While pushing for excise reform, we are equally vocal about our opposition to Bill S-254, which proposes warning labels on alcoholic beverages, including beer. Should further discussions arise, we’re poised to appear as official senate witnesses in the spring of 2024.

Closely related, Canada’s new Health Minister’s current priorities have taken focus away from addressing the Canadian Centre on Substance Use and Addiction’s (CCSA) proposed two-drinks-per-week low risk drinking guideline recommendation. Even though Health Canada has not come out to clarify to Canadians and policy makers that the proposed guidelines have not been updated as we requested, they continue to use the guidelines from 2011 which is a good sign. We will continue to monitor progress and rally behind fact-based efforts to educate Canadians like those of the Canadian Association for Responsible Drinkers (CARD).

On the environmental front, the lobbying efforts of the Responsible Plastic Use Coalition were successful in overturning Ottawa’s single-use plastic ban, including plastic 6-pack rings. This gives breweries who have not yet conformed a temporary reprieve. Public sentiment and local jurisdictions, however, are still favoring eco-friendly packaging, urging breweries to explore cleaner, greener alternatives.
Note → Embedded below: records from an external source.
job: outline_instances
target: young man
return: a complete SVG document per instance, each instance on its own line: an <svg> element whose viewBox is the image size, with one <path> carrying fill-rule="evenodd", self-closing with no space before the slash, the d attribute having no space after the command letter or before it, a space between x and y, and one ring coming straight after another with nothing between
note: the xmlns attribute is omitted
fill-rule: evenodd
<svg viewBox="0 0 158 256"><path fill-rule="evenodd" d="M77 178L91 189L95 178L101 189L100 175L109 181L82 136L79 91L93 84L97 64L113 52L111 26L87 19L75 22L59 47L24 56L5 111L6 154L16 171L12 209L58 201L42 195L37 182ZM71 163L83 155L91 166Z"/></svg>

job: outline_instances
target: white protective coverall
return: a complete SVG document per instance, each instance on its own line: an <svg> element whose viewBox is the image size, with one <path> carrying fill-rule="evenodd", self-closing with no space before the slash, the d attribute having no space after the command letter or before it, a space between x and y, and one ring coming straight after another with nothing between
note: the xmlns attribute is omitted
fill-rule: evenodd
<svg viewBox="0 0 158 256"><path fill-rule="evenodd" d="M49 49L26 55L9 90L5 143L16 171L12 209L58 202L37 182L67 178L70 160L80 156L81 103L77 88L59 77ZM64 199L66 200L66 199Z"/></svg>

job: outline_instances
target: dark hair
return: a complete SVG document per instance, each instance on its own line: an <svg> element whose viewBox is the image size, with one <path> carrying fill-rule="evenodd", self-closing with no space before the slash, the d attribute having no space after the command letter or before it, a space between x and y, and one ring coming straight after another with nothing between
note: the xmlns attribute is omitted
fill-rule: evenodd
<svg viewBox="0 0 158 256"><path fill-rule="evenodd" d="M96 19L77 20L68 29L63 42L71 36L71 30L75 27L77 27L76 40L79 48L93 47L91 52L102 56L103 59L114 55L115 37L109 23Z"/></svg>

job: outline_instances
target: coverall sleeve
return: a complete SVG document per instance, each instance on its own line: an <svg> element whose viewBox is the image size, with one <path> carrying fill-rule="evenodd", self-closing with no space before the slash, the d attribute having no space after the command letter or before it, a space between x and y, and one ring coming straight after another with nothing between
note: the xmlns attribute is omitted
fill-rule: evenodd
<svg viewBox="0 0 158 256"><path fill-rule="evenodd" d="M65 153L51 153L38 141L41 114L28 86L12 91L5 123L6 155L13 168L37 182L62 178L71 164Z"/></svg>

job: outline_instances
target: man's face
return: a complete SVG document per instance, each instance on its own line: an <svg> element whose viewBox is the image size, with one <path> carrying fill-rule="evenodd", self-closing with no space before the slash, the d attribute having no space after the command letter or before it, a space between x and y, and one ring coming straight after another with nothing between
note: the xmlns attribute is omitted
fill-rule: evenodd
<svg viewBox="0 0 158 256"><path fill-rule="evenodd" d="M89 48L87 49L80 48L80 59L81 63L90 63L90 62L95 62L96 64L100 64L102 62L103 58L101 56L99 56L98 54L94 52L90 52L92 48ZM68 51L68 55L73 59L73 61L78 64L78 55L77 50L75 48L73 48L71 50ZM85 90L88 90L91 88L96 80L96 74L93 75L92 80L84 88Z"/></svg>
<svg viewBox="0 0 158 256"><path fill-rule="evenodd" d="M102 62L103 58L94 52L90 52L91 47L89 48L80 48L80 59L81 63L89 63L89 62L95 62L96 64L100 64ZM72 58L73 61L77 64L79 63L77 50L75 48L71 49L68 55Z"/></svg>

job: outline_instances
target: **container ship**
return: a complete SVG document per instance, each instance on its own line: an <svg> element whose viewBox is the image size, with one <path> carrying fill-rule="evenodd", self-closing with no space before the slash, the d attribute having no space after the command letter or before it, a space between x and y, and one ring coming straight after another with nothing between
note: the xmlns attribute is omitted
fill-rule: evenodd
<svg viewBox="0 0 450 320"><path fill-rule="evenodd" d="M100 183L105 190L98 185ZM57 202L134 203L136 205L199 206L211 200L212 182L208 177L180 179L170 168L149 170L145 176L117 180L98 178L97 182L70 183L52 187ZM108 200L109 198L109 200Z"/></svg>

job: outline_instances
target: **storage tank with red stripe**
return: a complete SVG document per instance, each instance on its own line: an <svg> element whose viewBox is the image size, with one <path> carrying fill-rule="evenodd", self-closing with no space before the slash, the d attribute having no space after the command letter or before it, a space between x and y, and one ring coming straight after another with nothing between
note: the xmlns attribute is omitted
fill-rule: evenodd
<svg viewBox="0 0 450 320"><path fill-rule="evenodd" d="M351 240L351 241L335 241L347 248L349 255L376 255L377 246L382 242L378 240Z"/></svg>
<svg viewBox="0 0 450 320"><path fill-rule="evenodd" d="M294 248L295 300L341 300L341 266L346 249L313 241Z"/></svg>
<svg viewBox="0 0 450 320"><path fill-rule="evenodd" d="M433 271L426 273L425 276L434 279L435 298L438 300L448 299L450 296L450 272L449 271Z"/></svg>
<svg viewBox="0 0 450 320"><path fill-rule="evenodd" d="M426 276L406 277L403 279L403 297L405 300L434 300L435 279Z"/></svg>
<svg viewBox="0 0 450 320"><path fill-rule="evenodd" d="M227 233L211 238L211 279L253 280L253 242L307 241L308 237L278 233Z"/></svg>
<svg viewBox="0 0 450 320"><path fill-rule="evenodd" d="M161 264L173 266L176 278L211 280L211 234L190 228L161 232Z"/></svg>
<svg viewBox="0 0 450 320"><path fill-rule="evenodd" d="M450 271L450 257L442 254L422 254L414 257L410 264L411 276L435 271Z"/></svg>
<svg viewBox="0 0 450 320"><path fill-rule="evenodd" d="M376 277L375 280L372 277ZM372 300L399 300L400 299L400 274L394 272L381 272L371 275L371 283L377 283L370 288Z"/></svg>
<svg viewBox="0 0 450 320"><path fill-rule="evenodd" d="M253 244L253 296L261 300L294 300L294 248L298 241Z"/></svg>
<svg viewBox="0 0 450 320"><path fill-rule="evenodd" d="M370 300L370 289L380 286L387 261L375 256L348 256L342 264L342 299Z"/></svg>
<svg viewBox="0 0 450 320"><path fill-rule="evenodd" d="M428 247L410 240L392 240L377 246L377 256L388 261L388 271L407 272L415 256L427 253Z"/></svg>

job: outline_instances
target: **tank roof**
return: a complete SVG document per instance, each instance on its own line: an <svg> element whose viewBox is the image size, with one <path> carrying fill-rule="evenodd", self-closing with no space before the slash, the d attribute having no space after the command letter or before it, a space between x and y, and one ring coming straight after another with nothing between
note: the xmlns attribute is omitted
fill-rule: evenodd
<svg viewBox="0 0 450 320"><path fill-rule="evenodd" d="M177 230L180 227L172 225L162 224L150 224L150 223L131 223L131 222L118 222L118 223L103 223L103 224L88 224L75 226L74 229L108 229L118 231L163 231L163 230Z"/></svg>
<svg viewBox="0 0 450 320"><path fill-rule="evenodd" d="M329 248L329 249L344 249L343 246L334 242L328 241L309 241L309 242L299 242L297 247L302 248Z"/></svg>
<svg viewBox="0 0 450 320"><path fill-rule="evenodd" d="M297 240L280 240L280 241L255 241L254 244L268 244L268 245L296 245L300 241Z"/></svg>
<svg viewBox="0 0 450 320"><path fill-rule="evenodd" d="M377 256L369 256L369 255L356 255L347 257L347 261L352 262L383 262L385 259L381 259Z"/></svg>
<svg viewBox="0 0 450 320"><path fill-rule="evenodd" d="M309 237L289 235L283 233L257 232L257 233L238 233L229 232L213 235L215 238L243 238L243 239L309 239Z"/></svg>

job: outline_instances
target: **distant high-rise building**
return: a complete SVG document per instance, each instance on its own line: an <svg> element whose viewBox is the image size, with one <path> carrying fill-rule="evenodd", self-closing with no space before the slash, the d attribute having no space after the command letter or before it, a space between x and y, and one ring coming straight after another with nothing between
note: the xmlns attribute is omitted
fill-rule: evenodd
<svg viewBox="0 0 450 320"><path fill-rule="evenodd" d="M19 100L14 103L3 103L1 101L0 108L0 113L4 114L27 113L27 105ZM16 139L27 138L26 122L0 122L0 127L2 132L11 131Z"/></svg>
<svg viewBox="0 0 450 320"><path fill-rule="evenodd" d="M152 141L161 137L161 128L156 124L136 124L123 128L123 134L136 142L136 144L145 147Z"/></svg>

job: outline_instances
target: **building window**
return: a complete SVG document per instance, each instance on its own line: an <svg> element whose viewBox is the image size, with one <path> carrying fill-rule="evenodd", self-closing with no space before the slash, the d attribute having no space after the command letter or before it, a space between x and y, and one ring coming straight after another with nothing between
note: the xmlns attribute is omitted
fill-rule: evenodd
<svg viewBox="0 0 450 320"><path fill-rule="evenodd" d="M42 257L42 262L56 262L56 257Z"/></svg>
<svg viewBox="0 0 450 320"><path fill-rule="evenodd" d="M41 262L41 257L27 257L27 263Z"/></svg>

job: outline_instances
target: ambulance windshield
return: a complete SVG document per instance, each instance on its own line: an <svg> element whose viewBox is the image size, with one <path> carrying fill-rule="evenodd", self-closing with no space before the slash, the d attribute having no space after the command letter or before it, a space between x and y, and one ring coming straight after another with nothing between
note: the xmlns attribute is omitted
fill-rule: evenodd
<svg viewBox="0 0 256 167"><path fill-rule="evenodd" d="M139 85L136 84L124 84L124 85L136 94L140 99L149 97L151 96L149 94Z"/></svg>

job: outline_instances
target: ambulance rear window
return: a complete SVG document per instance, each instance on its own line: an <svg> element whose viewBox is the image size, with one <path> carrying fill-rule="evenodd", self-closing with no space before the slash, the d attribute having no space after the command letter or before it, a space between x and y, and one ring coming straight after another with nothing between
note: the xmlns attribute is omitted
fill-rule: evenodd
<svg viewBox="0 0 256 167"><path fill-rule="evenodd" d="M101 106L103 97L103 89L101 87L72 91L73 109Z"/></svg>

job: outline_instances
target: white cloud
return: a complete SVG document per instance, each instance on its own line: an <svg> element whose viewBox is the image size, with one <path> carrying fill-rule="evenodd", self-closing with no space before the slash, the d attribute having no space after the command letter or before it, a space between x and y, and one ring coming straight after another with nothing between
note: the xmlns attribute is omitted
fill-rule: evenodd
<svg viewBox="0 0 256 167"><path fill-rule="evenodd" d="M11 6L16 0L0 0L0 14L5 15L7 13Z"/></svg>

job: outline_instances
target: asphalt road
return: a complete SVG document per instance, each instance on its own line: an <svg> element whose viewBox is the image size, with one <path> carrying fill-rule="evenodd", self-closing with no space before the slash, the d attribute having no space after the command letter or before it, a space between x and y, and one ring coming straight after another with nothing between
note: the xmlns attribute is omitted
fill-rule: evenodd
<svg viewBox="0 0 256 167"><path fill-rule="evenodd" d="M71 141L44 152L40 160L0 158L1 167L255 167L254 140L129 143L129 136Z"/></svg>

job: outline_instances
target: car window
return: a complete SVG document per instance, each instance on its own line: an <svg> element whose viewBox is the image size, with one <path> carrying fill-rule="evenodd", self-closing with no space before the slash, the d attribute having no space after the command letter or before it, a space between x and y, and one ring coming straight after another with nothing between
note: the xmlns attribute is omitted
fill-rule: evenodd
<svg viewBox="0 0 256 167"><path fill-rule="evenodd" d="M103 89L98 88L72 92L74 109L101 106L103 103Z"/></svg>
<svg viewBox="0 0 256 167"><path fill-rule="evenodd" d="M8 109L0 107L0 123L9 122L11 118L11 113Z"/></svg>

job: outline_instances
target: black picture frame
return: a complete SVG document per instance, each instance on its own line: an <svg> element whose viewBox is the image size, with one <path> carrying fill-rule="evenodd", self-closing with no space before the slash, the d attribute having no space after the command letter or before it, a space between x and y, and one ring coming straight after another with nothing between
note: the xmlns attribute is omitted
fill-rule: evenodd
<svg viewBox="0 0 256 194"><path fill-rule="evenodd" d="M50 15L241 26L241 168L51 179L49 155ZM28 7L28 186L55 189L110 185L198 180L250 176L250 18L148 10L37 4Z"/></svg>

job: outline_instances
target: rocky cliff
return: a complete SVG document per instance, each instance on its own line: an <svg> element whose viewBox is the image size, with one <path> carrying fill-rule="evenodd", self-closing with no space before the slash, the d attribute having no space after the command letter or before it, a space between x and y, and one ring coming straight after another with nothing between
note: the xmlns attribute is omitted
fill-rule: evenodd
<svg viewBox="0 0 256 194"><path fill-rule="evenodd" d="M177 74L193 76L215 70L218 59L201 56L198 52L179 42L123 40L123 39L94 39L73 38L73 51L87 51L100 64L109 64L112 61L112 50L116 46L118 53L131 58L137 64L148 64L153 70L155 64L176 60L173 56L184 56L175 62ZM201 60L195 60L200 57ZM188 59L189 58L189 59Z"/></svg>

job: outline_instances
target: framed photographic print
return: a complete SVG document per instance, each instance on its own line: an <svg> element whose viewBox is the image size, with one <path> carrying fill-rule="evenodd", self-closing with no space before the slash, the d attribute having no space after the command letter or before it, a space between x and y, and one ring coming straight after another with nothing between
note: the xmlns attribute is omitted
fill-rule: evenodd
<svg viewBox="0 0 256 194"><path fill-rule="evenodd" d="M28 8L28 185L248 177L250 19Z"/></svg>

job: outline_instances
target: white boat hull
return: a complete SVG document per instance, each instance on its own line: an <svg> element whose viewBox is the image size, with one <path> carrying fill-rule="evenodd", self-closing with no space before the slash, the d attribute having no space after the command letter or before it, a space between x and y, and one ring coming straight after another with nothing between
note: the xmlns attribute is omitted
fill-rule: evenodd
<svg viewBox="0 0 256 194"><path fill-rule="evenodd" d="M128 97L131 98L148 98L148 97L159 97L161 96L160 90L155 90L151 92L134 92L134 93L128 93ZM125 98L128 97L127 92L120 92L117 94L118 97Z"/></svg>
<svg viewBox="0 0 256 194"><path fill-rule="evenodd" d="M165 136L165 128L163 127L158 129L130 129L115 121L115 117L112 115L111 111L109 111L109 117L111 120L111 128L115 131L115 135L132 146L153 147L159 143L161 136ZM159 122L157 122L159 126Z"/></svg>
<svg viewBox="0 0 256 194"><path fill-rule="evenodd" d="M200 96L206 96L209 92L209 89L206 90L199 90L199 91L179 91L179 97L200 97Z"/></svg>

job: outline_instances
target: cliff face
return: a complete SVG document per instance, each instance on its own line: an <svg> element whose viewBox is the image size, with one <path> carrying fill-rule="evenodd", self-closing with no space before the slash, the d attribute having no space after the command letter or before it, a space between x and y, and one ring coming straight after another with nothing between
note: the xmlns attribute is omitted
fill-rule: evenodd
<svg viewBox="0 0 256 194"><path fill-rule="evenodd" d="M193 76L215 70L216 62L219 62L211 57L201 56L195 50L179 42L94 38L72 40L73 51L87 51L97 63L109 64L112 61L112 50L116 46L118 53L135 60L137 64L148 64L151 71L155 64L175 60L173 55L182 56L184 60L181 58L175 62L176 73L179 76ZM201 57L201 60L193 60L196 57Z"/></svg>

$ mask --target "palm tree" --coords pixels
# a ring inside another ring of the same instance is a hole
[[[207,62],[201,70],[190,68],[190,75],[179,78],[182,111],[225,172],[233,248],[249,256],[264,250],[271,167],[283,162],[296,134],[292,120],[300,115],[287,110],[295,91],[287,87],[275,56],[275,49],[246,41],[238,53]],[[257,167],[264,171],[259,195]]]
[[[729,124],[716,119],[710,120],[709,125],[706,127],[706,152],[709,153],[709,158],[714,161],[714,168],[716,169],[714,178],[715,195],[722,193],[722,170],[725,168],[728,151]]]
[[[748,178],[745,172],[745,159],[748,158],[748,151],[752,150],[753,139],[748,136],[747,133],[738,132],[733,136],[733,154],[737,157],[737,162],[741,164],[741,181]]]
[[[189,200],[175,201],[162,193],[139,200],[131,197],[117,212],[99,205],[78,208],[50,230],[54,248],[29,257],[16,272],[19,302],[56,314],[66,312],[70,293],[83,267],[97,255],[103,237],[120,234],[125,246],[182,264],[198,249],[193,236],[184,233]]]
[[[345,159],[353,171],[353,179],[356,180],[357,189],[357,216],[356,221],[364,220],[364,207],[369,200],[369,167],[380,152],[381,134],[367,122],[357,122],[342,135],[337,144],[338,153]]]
December 1st marked my one-year anniversary as the Executive Director of CCBA, causing me to pause and I reflect on the journey in federal advocacy. While time flies, policy changes take time, a lot of time. With 2024 looming as a challenging year—CEBA loans coming due, high interest rates, inflationary pressures, and people generally drinking less—I remain committed to working with the CCBA and other key strategic partners to advocate on behalf of Canadian craft brewers, doing all we can to ensure the long-term sustainability and growth of our vital, community-building industry.